La fin du “reload” et le début du “rebuild”
Billy Beane, lui, a toujours catégoriquement refusé d’employer ce mot et pour cause. GM des “cols verts” depuis 1998, l’ex joueur MLB a basé la réussite de sa franchise sur les fameuses sabermetrics. Pour faire simple, Beane a toujours cherché à construire non pas la meilleure équipe mais la plus complète. Et ce avec des moyens financiers bien inférieurs aux autres équipes – avant-dernier élève des Majors au rang des valises pleines – en se basant sur des données statistiques (pour aller plus loin, voir Moneyball de Bennett Miller). Non, le truc de Billy, c’était le “reload” ou “retool”. Traduction : Billy Beane cherchait non pas à reconstruire mais à “recharger” son équipe en trouvant toujours le joueur lambda qui permettrait à son équipe d’être complète. Une petite nuance mais qui a fait la gloire des A’s. Entre 98 et 2016, les Oaklanders n’ont ainsi jamais connu plus de cinq années sans billetterie du Coliseum ouverte en octobre. Une anomalie dans un sport basé sur la patience et la “reconstruction”.
La grande force de Billy Beane consistait donc à trouver le joueur qui fallait à l’instant-T pour Oakland. Et force est de reconnaître qu’avec cette stratégie on a été gâtés. Sans remonter bien loin et fouiner dans les glorieuses des années 80’s-90’s, le fan des Swingin’ A’s a quand même vu des beaux joueurs sur son diamant. Donaldson, Cespy, Reddick ou Zobrist côté batteurs, Kazmir, Lester, Samardzija ou Sonny Gray sur la butte. Il y a pire pour un 29e budget MLB. Mais en juillet 2017, micro-évènement en conférence de presse suite au trade de Doolittle et Madson, lorsque pour la première fois, Billy Beane emploie le mot “rebuild” pour décrire le plan mis en place à Oakland. Pour la première fois sous l’ère Billy Beane, les “Verts et Or” n’ont plus une stratégie à court terme. Le board d’Oakland a décidé d’y aller à son tour pour le fameux cycle de reconstruction. Celui qui prend des années, voire plus, et qui se bâtit à coup de trades bien sentis pour solidifier le farm system tout en s’armant de patience…
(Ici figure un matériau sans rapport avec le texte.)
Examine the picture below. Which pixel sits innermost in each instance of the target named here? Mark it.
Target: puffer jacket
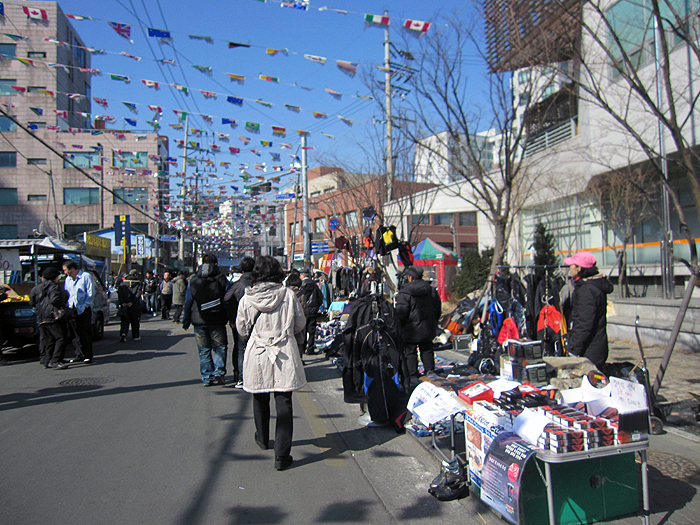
(57, 298)
(418, 309)
(179, 290)
(588, 335)
(270, 314)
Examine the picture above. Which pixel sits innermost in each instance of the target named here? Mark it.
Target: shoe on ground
(264, 445)
(283, 462)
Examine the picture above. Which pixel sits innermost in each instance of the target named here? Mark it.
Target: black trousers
(83, 326)
(427, 355)
(52, 342)
(285, 420)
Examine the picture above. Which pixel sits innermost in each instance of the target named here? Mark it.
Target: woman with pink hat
(588, 334)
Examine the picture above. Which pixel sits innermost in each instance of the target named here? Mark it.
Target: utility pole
(387, 94)
(305, 204)
(183, 193)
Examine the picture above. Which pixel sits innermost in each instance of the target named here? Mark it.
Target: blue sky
(326, 33)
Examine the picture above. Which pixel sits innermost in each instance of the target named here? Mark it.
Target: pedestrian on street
(49, 298)
(129, 294)
(238, 289)
(150, 291)
(81, 293)
(179, 291)
(588, 335)
(311, 301)
(205, 309)
(166, 295)
(270, 315)
(418, 310)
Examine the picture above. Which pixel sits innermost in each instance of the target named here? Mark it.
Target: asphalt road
(136, 438)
Nouveau stade, nouvelle vision
Car si trouver les bons joueurs n’a jamais été un problème pour Billy Beane, les conserver, là, oui ! À tel point qu’aujourd’hui il est coutume de dire qu’un véritable fan des A’s n’achète jamais une tunique floquée au nom d’un joueur car il sait pertinemment que ce dernier ne sera sans doute plus sur la côte ouest l’été prochain… Vice-président des opérations baseball depuis 2015, Billy Beane a décidé de changer son fusil d’épaule…
“Vraiment, ce qui nous a manqué depuis 20 ans, c’est de garder nos joueurs. La frustration n’est pas que nous ayons eu du succès. La frustration vient du fait qu’après chaque succès, nous ne les avons pas gardés. Et nous devons changer ce récit en créant une bonne équipe et finalement en nous engageant à les garder, de sorte que lorsque les gens achètent un billet, ils sauront que l’équipe sera là pendant quelques années”.
Billy Beane – Juillet 2017 au San Francisco Chronicle
Si cette nouvelle politique sportive est évoquée ainsi par “l’homme d’Oakland”, elle a auparavant été longuement débattue en interne, dans le bureau du “board”. D’un côté Billy Beane, et son fidèle lieutenant depuis 12 ans, David Forst, aujourd’hui General Manager des “Éléphants Blancs”. Au bout de la table, Dave Kaval, le président des opérations baseball d’Oakland depuis novembre. Deux décisions vont alors découler des négociations. Beane et Forst vont d’abord réussir à convaincre leur président du bien-fondé de cette nouvelle stratégie. De son côté Kaval va prendre à coeur le problème du stade à Oakland.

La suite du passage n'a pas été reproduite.